Du protecteur du citoyen à un parent

 

Québec, le 1er novembre 2000

 

Mme xxxxxxx

 

 

OBJET: ---Votre plainte concernant le manque de ressources
-------------pour votre fils et les enfants autistes du Québec
-------------N/Réf. XX-XXXXX

Madame,

La présente vise à vous informer des démarches qui ont été entreprises par le Protecteur du citoyen à la suite de votre plainte et des résultats de ses intreventions.  

L'enquête menée à la suite de l'analyse des plaintes de parents d'enfants autistes ou dysphasiques, auxquelles la vôtre a été jointe, a donné lieu à des interventions auprès de différentes régies régionales. Le Protecteur du citoyen a constaté un important manque de ressources dans les centres de réadaptation, de même qu'une inégalité d'accès aux services d'une région à l'autre. Les intervenants du milieu sont souvent démunis devant les besoins et laissés à eux-mêmes dans les approches thérapeutiques à privilégier.  

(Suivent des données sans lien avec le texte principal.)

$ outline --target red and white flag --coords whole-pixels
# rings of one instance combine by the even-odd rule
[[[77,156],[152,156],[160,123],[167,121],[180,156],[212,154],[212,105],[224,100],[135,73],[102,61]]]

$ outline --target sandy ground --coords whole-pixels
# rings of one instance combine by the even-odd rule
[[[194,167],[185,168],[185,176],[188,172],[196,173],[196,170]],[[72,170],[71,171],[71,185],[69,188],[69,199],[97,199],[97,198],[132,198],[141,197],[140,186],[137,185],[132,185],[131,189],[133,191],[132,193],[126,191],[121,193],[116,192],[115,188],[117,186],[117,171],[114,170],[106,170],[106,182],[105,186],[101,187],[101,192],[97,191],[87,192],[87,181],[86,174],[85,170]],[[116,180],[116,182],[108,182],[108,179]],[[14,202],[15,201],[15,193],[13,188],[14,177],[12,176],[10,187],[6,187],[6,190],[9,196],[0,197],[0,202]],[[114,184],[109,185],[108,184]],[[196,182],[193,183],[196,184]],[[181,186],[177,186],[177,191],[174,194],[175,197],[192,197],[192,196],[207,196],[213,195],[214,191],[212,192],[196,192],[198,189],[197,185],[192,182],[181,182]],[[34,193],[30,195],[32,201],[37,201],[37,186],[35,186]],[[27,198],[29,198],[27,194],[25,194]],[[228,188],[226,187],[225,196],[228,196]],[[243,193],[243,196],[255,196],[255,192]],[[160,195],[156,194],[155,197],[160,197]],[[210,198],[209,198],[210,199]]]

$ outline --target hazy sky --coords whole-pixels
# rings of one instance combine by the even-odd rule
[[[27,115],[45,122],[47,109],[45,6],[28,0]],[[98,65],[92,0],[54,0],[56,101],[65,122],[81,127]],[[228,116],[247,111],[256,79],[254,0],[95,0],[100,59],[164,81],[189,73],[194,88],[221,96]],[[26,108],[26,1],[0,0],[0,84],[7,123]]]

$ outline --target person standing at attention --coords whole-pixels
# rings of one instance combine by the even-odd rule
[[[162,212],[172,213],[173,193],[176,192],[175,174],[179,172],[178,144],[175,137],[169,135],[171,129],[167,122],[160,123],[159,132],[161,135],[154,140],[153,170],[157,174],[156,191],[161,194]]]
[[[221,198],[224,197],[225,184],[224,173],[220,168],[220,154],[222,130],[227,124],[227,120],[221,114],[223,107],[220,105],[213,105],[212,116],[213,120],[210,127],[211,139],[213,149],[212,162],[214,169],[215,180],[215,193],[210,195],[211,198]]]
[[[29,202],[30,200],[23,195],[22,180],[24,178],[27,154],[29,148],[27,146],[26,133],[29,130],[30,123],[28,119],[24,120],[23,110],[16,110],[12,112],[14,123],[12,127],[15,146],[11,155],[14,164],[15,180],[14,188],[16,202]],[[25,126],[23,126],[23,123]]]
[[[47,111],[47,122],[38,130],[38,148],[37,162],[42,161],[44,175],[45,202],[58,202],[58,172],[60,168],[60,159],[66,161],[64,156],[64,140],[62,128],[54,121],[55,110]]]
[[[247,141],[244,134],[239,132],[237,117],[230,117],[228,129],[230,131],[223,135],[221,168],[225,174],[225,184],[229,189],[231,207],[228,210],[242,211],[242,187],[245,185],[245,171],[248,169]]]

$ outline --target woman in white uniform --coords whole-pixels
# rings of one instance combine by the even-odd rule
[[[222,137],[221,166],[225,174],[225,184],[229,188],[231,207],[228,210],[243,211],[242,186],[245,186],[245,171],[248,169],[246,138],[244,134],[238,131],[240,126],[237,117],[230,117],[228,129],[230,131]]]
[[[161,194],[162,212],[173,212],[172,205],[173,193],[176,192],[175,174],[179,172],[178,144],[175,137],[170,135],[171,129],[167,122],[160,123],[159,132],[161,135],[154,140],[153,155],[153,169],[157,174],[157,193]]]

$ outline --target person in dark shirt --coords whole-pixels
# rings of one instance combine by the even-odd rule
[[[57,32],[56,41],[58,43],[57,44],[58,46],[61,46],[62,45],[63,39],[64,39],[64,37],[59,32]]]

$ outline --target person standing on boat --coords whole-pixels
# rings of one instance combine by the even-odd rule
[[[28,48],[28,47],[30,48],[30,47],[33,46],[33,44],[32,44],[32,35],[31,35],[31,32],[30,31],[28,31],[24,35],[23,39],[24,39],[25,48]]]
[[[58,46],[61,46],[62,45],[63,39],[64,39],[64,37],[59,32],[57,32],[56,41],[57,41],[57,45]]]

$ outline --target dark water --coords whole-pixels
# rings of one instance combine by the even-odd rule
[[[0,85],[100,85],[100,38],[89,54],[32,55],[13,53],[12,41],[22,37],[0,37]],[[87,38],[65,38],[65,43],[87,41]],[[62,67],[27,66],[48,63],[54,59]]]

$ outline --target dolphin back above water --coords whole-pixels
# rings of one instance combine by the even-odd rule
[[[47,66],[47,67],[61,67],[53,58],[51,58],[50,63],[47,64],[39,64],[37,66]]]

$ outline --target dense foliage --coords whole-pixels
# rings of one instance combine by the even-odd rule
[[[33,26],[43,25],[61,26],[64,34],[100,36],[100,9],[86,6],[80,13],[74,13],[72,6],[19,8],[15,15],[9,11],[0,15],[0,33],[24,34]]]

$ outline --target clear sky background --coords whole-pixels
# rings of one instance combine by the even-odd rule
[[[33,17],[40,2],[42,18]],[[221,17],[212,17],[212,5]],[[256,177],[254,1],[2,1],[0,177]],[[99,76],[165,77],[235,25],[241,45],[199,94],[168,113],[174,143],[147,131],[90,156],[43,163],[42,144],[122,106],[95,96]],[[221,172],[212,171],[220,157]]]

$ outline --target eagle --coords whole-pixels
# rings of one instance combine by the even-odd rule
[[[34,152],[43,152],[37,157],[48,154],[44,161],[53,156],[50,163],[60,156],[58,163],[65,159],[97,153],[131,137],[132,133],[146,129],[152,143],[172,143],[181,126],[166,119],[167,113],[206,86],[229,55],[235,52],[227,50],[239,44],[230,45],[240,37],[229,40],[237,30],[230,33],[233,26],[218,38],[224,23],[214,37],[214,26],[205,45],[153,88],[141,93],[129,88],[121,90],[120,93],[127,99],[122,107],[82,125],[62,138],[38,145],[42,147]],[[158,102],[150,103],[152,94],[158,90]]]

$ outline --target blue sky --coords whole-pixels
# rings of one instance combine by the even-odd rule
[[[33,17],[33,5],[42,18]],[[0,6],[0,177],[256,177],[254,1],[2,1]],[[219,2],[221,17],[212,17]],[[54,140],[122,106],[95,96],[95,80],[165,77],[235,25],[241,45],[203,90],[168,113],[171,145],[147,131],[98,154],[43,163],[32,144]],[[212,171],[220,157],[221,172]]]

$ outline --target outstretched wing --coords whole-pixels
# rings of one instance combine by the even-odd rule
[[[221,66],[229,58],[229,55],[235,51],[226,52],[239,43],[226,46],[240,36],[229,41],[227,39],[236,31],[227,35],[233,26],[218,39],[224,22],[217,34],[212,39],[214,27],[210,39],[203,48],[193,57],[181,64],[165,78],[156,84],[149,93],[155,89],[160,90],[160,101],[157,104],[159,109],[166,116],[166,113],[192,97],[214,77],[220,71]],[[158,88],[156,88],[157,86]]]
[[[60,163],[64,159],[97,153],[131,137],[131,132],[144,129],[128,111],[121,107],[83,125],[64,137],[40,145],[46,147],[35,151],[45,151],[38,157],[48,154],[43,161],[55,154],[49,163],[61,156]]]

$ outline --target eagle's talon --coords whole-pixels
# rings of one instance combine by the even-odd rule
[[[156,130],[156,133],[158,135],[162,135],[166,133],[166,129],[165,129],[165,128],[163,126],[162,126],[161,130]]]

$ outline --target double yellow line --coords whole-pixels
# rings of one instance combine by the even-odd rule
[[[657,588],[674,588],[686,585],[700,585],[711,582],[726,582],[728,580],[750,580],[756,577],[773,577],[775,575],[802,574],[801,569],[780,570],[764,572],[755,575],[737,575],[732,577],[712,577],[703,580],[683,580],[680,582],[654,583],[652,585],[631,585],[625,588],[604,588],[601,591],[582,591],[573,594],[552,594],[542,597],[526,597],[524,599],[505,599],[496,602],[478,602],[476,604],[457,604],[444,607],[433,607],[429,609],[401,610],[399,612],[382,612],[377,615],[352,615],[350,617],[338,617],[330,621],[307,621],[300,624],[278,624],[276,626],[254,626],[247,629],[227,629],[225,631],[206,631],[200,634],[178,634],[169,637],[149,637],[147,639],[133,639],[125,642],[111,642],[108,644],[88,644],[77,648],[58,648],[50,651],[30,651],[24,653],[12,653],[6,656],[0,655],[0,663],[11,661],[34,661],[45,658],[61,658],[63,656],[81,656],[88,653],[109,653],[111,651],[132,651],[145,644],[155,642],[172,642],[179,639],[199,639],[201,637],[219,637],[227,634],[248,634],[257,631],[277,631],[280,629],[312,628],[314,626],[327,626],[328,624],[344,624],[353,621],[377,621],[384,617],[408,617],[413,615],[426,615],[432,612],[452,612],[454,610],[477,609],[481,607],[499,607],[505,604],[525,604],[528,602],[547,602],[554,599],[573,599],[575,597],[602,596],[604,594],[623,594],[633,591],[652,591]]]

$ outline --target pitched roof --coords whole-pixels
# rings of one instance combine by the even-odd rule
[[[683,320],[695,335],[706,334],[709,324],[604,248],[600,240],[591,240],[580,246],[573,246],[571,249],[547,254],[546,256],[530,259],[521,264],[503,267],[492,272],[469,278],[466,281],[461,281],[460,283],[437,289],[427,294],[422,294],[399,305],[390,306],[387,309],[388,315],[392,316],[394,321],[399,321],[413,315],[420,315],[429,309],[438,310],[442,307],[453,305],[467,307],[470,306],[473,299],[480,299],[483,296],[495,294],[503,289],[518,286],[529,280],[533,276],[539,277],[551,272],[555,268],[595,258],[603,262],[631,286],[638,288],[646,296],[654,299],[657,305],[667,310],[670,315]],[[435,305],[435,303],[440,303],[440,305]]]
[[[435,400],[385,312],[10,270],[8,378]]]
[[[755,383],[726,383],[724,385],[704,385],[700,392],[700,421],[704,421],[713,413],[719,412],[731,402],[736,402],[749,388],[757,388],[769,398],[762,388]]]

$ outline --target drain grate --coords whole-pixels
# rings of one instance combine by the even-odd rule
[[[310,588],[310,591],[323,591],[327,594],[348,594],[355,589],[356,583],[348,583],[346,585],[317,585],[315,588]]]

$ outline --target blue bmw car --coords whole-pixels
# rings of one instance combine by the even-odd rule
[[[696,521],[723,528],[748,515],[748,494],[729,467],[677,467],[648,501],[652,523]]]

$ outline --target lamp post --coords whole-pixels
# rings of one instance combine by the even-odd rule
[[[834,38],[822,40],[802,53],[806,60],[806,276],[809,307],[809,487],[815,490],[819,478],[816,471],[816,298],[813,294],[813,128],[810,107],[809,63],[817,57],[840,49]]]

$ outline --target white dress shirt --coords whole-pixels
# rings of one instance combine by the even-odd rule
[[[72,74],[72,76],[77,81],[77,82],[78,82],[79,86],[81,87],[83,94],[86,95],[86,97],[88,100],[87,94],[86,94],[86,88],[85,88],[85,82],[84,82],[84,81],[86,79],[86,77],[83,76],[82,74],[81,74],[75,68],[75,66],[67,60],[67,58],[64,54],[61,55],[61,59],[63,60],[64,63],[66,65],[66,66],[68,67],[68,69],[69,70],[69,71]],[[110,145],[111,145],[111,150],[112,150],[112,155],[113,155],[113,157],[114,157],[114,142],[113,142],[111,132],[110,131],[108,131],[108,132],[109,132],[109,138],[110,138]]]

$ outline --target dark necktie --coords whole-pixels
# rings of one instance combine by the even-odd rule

Le 14 décembre 1999, le Protecteur du citoyen s'est adressé à la ministre de la Santé et des Services sociaux, madame Pauline Marrois, pour l'informer des plaintes reçues de même que des constats résultant de ses échanges avec les établissements, les régies régionales et les fonctionnaires de son ministère. Le protecteur du citoyen a fait valoir l'importance et l'urgence d'intervention tôt auprès de ces enfants et a aussi souligné la disparité dans l'organisation des services offerts dans les différentes régions. Certaines ont des plans de services mieux organisés et y consacrent plus d'argent que d'autres.  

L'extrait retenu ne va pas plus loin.